Saban se volvió de cara al noreste. El horizonte estaba brumoso y las colinas que lo ocultaban tenían un tono grisáceo y estaban tamizadas por el humo de las hogueras del solsticio, ya casi extinguidas, que surgía del valle de Ratharryn. Las reses en las laderas más próximas no eran sino blancas siluetas fantasmales.

–Pronto –anunció Gilan–, pronto. –Y rezó para que las nubes dispersas que había en el cielo no ocultaran la salida del Sol.

Las nubes se tornaron de un color rosado y el rosa se hizo más intenso y se propagó convirtiéndose en rojo. Saban, que contemplaba el cielo encendido allí donde entraba en contacto con la tierra de color negro azabache, vio una franja de cielo por encima de los árboles y, de pronto, una intensa luminosidad impregnó aquellos bosques lejanos y el margen superior del Sol se abrió paso entre las hojas.

–A tu izquierda –le indicó Gilan–. A tu izquierda. Un paso. No, atrás. Ahí. ¡Ahí!

Saban colocó una señalización de creta a sus pies y se incorporó para ver al Sol ahuyentar las estrellas. Al principio Slaol apareció como una bola aplastada que rezumaba un cieno ígneo sobre la cadena de colinas boscosas, y la primera luz del nuevo año brilló directamente sobre el flamante sendero sagrado que llevaba hasta la entrada al Viejo Templo. Saban se hizo visera con la mano y observó mermar en los valles las sombras de la noche.

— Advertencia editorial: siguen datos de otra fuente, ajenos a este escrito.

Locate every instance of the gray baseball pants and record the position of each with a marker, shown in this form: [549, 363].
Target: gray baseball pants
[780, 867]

–¡A tu derecha! –le gritó Gilan–. ¡A tu derecha!

Hizo que Saban colocara otra señalización en el punto donde el Sol resultaba por fin completamente visible sobre el horizonte y esperó a que el astro asomara por encima de la cabeza de Saban para hacerle colocar una tercera señalización. Los cánticos de la tribu dieron la bienvenida a la luz del Sol que se acercaba lentamente por encima de la hierba.

Gilan examinó las señalizaciones que había colocado Saban y lanzó un gruñido de satisfacción al ver que algunos de los viejos postes que se habían podrido en sus agujeros marcaban sin lugar a dudas la misma alineación.

–Hemos hecho un buen trabajo –admitió satisfecho.

–¿Qué hacemos ahora? –preguntó Saban.

Gilan señaló con un gesto ambos lados de la entrada del templo.

–Vamos a plantar ahí dos de las piedras más grandes a modo de puerta –anunció, y luego señaló hacia donde se encontraba Derrewyn en el sendero sagrado–, y otras dos allí para enmarcar la salida del Sol en el solsticio de verano.

–¿Y las cuatro piedras más pequeñas? –inquirió Saban.

–Señalarán el ciclo de Lahanna –respondió el sacerdote, y apuntó hacia el otro lado del valle fluvial–. Señalaremos su punto de aparición más al sur –explicó, y acto seguido se volvió y señaló en dirección opuesta–, y donde desaparece hacia el norte. –El rostro de Gilan resplandecía de felicidad iluminado por la primera luz del día–. Será un templo sencillo –continuó en voz queda–, pero hermoso. Muy hermoso. Una línea para Slaol y dos para Lahanna como indicación de un lugar en el que pueden reunirse bajo el cielo.

–Pero si están enemistados –señaló Saban.

Gilan se echó a reír. Era un hombre amable, calvo y corpulento, que nunca había albergado el miedo de Hirac a ofender a los dioses.